Kingdom of Heaven (2005)
Modern storytelling has definitely
romanticized the knight and the samurai almost into caricature, yet
we remained spurned on by theirs and other similar bands for what we
see as noble behavior. We could trace a line from their teachings
all the way to the fictional Jedi knight if we wanted, but the
origins are in fact much simpler. The knight for example is a
champion of the code of chivalry, whose origin is the French word
chevalerie, which means roughly “skill with a horse”. The
first knights and samurai alike were little more than soldiers or
mercenaries, raised by vassals and shogun, respectively. The concern
came that when you hire people to specialize in the art of killing,
that you needed some sort of internal restraint to keep your skilled
warriors in line. Hence the samurai received bushido
or “the way of the warrior”, which espouses things like courage,
benevolence, honor, and loyalty, and the chivalric code covers three
areas, duties to countrymen and fellow Christians, duties to God, and
duties to women. It wasn't enough that we needed our warriors to be
skilled at killing, but we wanted them from the very beginning to
also have a heart and soul. For example, in a study of initiation
rituals, historian Mircea Eliade found their function was “to
reveal the deep meaning of existence to the new generations and to
help them assume the responsibility of being truly men and hence of
participating in culture.” Even the early chivalric prototype in
the Middle East included poetry and piety in the same breath as skill
with a horse or bow.
A more modern
indoctrination is “innocent until proven guilty”, which serves as
the backbone for almost our entire present day legal system. An
indoctrination's primary difference from just being a lesson is that
it is a learned knowledge that is gained outside of the arena for
questioning thought. Or basically, when you are taught, you are
encouraged to look at the whole of knowledge as an external observer
and analyze and internalize it yourself; when you are indoctrinated,
you are just supposed to accept the teaching as “the way”.

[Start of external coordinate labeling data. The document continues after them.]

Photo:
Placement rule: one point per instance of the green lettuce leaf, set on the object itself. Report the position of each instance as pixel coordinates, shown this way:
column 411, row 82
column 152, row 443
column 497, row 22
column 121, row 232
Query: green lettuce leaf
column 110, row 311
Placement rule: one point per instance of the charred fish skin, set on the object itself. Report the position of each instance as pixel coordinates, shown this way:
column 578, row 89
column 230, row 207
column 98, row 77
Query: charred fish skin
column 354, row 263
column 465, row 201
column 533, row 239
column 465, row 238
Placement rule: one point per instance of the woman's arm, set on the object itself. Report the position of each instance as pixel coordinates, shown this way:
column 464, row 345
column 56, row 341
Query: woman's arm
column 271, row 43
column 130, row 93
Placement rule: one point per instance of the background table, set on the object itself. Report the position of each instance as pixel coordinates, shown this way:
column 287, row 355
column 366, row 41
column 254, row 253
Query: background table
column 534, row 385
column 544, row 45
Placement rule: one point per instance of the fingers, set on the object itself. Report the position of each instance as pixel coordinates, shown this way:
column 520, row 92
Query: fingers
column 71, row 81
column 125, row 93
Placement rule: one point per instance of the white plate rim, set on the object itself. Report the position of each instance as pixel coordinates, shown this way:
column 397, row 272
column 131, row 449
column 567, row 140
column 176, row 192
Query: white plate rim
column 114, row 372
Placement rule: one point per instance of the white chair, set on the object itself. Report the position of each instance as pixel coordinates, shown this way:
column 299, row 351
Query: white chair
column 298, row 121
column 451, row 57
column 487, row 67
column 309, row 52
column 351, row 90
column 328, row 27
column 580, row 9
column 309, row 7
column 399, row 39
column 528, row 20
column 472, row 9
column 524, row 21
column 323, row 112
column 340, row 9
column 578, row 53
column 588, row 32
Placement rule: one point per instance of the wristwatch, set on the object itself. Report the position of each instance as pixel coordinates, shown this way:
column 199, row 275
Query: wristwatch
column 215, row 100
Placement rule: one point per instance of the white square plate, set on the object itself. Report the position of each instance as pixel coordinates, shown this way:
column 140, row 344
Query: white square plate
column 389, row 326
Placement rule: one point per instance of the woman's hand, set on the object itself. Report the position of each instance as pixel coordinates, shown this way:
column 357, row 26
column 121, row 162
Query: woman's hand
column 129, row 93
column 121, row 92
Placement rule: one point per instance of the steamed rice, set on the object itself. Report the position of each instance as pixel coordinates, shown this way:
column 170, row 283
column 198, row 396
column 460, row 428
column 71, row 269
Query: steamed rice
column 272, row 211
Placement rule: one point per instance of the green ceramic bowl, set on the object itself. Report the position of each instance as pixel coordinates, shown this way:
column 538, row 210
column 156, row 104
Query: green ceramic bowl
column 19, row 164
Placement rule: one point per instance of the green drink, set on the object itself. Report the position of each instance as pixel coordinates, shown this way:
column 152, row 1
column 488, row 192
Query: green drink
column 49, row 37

Certainly as improvisers, you might think that Our Craft has managed
to stay inoculated against such Newspeak encroachments, but in fact
you were indoctrinated (likely) during one of your first practices,
the “yes, and”. This is a concept that you are not invited to
question, you just take at face value that you are supposed to agree
and build to information provided to you by your partner. What I
find lacking in improv education is how little more attempts are made
at providing students some kind of direction in the form of these
indocs. We give them yes, and, and then just throw them to the world
and say “figure the rest out for yourselves”. It's no wonder
that so few improvisers appear able to truly support each other's
work. Here's another indoc: “theater of the heart”. This is the
concept that you are to cherish each other on stage and treat others
as if they are “geniuses, artsits, and poets”. And yet I see a
lot improvisers, both experienced and green, that treat each other as
if they were gladiators out for blood. They have never been made
civilized, so it's more like “Mad Max” than “King Arthur”.
What worries me
about how most improvisers are trained is that they are given the way
of the sword (i.e. how to swing it (in improv terms, how to do a
scene/game/mime)) which is the technical stuff, without giving them
the way of the warrior (i.e. who to swing your sword at and why (in
improv terms, the “theatre of the heart”, organic group based
thinking) which is the stuff that makes improvisers more than just
technicians and makes them artists. But even beyond just making them
better improvisers, it makes them real people who can function and
contribute, discover and help, rather than razing the world to the
ground. That kind of stuff you can't get from a class or a book (or
even, heaven forbid, a blog), you get that kind of stuff by being
involved in communities, and more importantly, communities that live
by that way of thinking. At the same time, be aware of what you're
teaching other improvisers just by how you work. You'd be surprised
how many habits are picked up just by others watching you and taking
that as “the way of the improvisers”.